価格変動の影響が大きい建築材料を以下に整理しました。

  • 鉄鋼材
    国際価格とエネルギーコストの影響を強く受ける
  • 木材
    輸入依存度が高く、為替や需給の影響を受けやすい
  • コンクリート関連
    セメント製造時の燃料費が価格に影響する
  • 設備系資材
    半導体や部品価格の影響で変動が出やすい

これらの材料はプロジェクト全体のコストに占める割合も大きいため、早期に価格を把握しておくことが重要です。代替材料の検討や仕様の見直しを行うことで、コスト上昇の影響を抑えられる場合もあります。

建築材料はどこで買う?

建築材料は以下のような場所で購入が可能です。

  • 建材商社
    大量仕入れに強く、安定供給が可能。現場単位での発注に向いている
  • ホームセンター
    小規模工事やDIY向け。すぐに手に入る反面、種類や規格は限定される
  • メーカー直販
    特殊材料や高性能製品に強い。技術サポートが受けられるケースもあり
  • ECサイト
    価格比較がしやすく、手軽に購入可能。納期や品質の確認は慎重に行う必要あり

購入先によっては同じ材料でも価格差が出るため、見積もり段階で複数ルートを比較することが重要です。特に近年は物流コストの影響もあり、納期遅延のリスクも無視できません。早い段階で発注先を決めておくと、工期のズレを防げます。

最新トレンド|今注目の建築材料とは

建築材料は性能だけでなく、環境配慮や省エネの観点からも進化しています。2026年時点では、以下のように脱炭素や長寿命化を意識した材料が注目されています。

  • 低炭素コンクリート

CO2排出量を抑えた配合で、環境負荷を低減する

  • CLT(直交集成板)

木材を活用した大型構造材として採用が増えている

  • 高性能断熱材

省エネ基準強化に対応し、住宅の断熱性能を高められる

  • 再生建材

リサイクル素材を活用し、廃棄物削減に貢献する

これらの材料は、国のカーボンニュートラル政策とも関係が深く、今後さらに普及が進むと見られています。特に断熱性能は住宅の光熱費に直結するため、初期費用だけでなく長期的なメリットを考慮する必要があります。

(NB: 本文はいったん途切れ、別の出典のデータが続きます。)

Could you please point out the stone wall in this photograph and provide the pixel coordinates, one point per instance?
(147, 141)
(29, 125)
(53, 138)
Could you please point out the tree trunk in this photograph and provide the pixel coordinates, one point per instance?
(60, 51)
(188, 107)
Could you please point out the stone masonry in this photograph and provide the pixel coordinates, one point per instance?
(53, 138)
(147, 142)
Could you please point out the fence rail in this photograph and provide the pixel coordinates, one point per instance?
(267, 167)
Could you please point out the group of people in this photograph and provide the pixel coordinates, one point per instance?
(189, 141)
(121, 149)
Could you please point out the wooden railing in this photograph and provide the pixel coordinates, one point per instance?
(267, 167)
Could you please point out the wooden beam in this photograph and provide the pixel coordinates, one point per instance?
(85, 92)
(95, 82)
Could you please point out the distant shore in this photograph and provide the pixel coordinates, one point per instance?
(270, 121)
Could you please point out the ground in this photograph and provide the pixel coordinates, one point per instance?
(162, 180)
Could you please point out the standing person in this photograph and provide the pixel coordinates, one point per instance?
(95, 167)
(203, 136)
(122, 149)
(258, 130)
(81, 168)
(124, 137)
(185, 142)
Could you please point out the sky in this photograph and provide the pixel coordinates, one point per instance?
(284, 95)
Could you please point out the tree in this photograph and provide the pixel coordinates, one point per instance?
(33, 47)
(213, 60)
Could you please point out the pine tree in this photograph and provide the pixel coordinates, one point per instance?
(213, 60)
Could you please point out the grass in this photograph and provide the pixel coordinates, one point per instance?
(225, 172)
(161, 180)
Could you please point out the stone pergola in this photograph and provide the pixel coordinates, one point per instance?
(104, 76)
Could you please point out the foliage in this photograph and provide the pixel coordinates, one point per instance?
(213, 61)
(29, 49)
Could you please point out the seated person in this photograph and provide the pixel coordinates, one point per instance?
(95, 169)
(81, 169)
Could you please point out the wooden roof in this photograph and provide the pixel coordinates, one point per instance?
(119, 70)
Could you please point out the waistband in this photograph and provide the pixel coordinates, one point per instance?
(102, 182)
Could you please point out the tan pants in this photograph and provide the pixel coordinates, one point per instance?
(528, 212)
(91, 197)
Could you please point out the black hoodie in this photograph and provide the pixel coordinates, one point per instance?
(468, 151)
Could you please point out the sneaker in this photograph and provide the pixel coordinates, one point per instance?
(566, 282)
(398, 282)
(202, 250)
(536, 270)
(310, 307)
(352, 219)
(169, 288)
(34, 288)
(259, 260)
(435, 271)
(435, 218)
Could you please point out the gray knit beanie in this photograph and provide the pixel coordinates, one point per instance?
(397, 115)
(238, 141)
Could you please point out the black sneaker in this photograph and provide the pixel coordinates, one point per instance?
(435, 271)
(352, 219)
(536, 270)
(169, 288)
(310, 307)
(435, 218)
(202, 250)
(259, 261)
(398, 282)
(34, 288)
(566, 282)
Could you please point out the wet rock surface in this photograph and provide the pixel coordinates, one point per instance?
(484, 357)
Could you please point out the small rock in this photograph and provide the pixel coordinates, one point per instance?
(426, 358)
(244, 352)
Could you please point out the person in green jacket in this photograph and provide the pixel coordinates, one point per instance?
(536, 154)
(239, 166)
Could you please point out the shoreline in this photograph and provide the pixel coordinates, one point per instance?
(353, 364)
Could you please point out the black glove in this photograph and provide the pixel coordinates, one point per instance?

たとえばスーパーゼネコンの大成建設は、環境配慮コンクリートの独自製品などを作成しています。詳しくは以下の記事をチェックしてみてください▼

面白い建築材料|話題・ユニーク素材まとめ

建築材料の中には、機能性だけでなくユニークな特性を持つ素材もあります。以下は、意匠性や環境配慮を目的に注目されている新しい材料です。

  • 透過コンクリート

光を通す性質があり、デザイン性の高い外装に使われている

  • 自己修復コンクリート

ひび割れを自動で補修する機能を持つ新素材

  • エアロゲル断熱材

非常に軽く、高い断熱性能を持つ先端材料

  • バイオ素材建材

植物由来の原料を使い、環境負荷を抑えられる

これらの材料はまだ一般化していないものも多く、コストや施工実績に課題がある場合があります。ただし、意匠性や環境性能を重視するプロジェクトでは採用されるケースが増えています。導入を検討する際は、実績や施工条件を確認しながら慎重に判断することが重要です。

まとめ

建築材料は種類が多いため、コストだけを見て選ぶのは最適ではありません。用途、性能、コストの3点を軸に強みや弱みを整理すると材料を厳選しやすくなります。

本記事で紹介した材料なども参考にしつつ、種類や特徴を把握したうえで、価格動向や施工条件まで含めて判断していきましょう。